By Rajesh C. Oza Email By Rajesh C. Oza
August 2012
R-E-S-P-E-C-T SATYALOGUE
with PostModern Gandhiji (PMG)

An advice column offering the Mahatma’s perspective on modern dilemmas

 

Dear PMG,

I was raised to always respect other people, especially my elders. My parents would say, “Beta, even if you don’t agree with your elders, always respect them.” But through the years, it has become harder to maintain this philosophy.

Most of the time it works just fine. Most of my uncles and aunties are lovely people who merit all the respect in the world. And then we have Angry Aunty.

Angry Aunty seems to find fault in everyone, including me. If I set the table with water glasses already filled, Angry Aunty dismisses the effort with a wave of her imperious hand, “Take this water away. The ice has already melted, and germs have entered the water!”

It seems that Gandhiji was always on good terms with everyone. But did he have some people who got under his skin—people whom he just couldn’t respect?



Dear Friend,

“If you tell [Mr. Jinnah] I am the author [of the proposal to make him Prime Minister of India], he will reply ‘Wily Gandhi.’” (M. K. Gandhi)

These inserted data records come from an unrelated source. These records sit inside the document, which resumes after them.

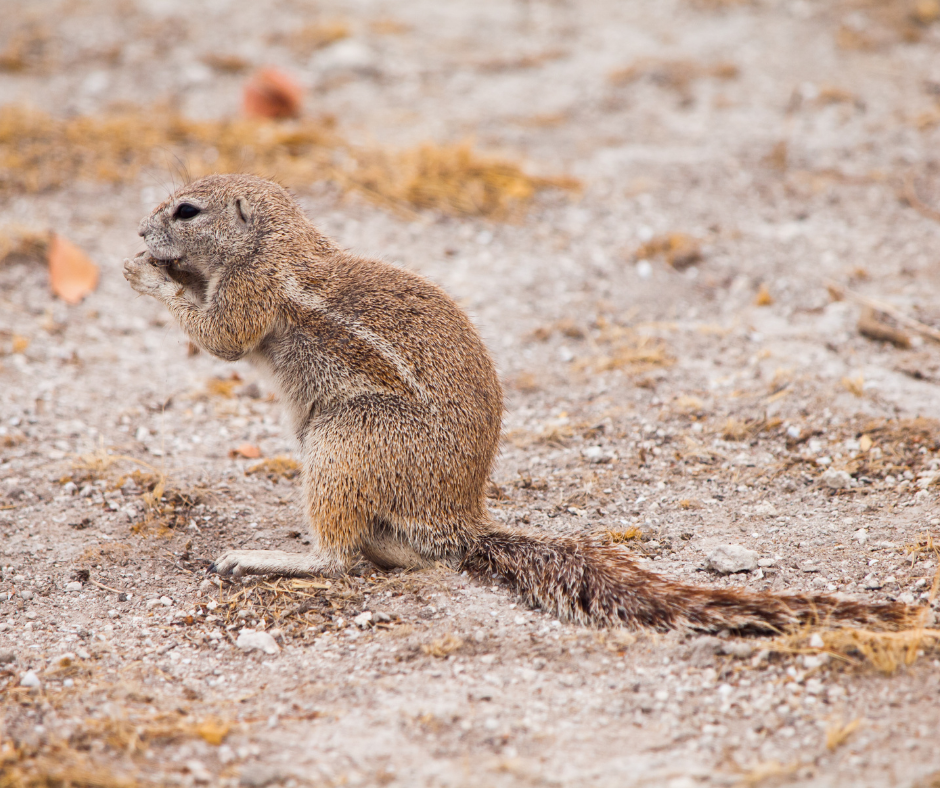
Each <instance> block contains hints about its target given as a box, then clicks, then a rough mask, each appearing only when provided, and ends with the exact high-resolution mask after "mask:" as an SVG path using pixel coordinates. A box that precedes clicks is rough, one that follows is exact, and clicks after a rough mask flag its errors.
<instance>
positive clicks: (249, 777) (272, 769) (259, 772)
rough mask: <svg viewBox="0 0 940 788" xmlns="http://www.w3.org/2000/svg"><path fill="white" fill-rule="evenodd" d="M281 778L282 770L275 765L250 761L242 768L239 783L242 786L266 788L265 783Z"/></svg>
mask: <svg viewBox="0 0 940 788" xmlns="http://www.w3.org/2000/svg"><path fill="white" fill-rule="evenodd" d="M280 779H281V771H280V769H278V768H277V767H275V766H266V765H265V764H263V763H249V764H248V765H247V766H245V767H244V768H243V769H242V773H241V775H240V776H239V778H238V784H239V785H240V786H242V788H264V786H265V785H269V784H270V783H273V782H277V781H278V780H280Z"/></svg>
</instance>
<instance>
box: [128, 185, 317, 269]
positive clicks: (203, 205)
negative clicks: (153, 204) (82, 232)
mask: <svg viewBox="0 0 940 788" xmlns="http://www.w3.org/2000/svg"><path fill="white" fill-rule="evenodd" d="M298 222H299V223H301V224H302V223H305V222H306V219H305V217H304V216H303V213H302V212H301V210H300V208H299V206H298V205H297V204H296V203H295V202H294V200H293V199H292V198H291V196H290V194H288V192H287V191H286V190H285V189H284V188H283V187H281V186H279V185H278V184H276V183H273V182H272V181H267V180H264V179H263V178H258V177H255V176H253V175H209V176H206V177H205V178H200V179H199V180H197V181H194V182H193V183H190V184H187V185H186V186H183V187H181V188H180V189H178V190H177V191H176V192H175V193H174V194H173V195H172V196H171V197H170V198H169V199H167V200H165V201H164V202H162V203H161V204H160V205H158V206H157V207H156V208H155V209H154V210H153V212H152V213H151V214H150V216H148V217H147V218H146V219H144V220H143V221H142V222H141V223H140V226H139V227H138V228H137V232H138V233H139V234H140V236H141V237H143V239H144V242H145V243H146V244H147V251H148V252H149V253H150V256H151V257H153V258H154V260H157V261H160V262H161V263H163V264H165V265H166V266H168V267H170V268H171V269H176V270H177V271H182V272H184V274H188V275H189V276H190V277H193V276H195V277H196V278H197V279H200V280H202V281H201V284H202V285H204V284H205V283H206V282H208V281H209V280H210V279H211V278H212V277H213V275H215V274H217V273H218V272H219V271H221V270H222V269H223V268H225V267H226V266H229V265H238V264H239V263H244V264H250V263H251V261H252V260H253V259H257V256H258V255H263V254H264V250H265V247H266V245H267V244H268V243H277V242H278V241H280V242H281V243H283V239H284V236H285V235H286V236H287V237H290V233H289V230H288V229H287V228H290V227H291V226H293V227H295V228H296V227H297V225H298ZM285 231H286V232H285ZM294 233H296V229H295V230H294Z"/></svg>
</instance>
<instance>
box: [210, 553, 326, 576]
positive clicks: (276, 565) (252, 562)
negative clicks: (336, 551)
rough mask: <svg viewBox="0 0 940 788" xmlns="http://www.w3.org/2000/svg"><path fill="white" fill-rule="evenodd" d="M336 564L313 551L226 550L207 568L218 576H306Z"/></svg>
mask: <svg viewBox="0 0 940 788" xmlns="http://www.w3.org/2000/svg"><path fill="white" fill-rule="evenodd" d="M338 568H339V567H337V566H336V564H335V563H334V562H331V561H328V560H327V559H326V558H324V556H322V555H319V554H317V553H285V552H283V551H281V550H229V551H228V552H227V553H223V554H222V555H220V556H219V557H218V558H217V559H215V562H214V563H213V564H212V566H210V567H209V571H210V572H216V573H217V574H220V575H232V577H242V576H243V575H284V576H286V577H304V576H306V575H322V574H333V573H335V572H336V571H337V569H338Z"/></svg>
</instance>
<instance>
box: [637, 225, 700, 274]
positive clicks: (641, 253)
mask: <svg viewBox="0 0 940 788" xmlns="http://www.w3.org/2000/svg"><path fill="white" fill-rule="evenodd" d="M633 256H634V259H636V260H649V259H653V258H656V257H662V258H664V259H665V260H666V262H667V263H668V264H669V265H671V266H672V267H673V268H675V269H676V270H679V271H683V270H685V269H686V268H688V267H689V266H692V265H695V264H696V263H699V262H701V261H702V247H701V244H699V242H698V241H697V240H696V239H695V238H693V237H692V236H691V235H686V234H685V233H669V234H668V235H659V236H656V237H655V238H652V239H650V240H649V241H647V242H646V243H645V244H643V245H642V246H641V247H639V248H638V249H637V250H636V251H635V252H634V253H633Z"/></svg>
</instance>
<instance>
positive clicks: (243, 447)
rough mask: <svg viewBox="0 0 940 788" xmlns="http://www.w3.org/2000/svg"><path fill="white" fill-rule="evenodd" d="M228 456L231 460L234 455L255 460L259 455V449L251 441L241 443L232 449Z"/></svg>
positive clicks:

While this column attempts to understand how Gandhiji might respond to modern dilemmas, it is also a challenge to get inside his mind for reactions he may or may not have had during his own lifetime. Thus it is quite difficult to know if there was someone whom he did not respect. The best that one can do is look to historians (Stanley Wolpert) and historical records (Gandhi’s Passion, 2001):

“On July 17, 1947, acting on the advice of India’s prime minister-in-waiting, Jawaharlal Nehru, and the consent of Pakistan’s governor-general-to-be M. A. Jinnah, Viceroy Lord Mountbatten won his government’s final approval to partition Punjab and Bengal along religious lines prior to Great Britain’s withdrawal from India. Their plan to carve up British India was never approved of or accepted by Gandhi, however, who realized too late that his closest comrades and disciples were more interested in power than principle.”

Gandhiji believed that his greatest failure was the partition of British India into independent India and independent Pakistan. He insisted that his offering the Prime Ministership of an undivided India to Muhammad Ali Jinnah was genuine and that separating the country was akin to “vivisection of the Mother.” So, yes, it is fair to infer that Jinnah (and maybe also Nehru) “got under his skin,” but not necessarily the case that he did not respect them.

I have long believed that one must treat everyone with equal respect upon first meeting them—look them straight in the eye, neither looking up nor down. And then allow their actions to guide whether your respect for them should increase or decline. While acknowledging that it is all too human to allow our feelings to go up and down the respect escalator, Gandhian ideals would encourage us not to be so judgmental, thus maintaining respect for self and others.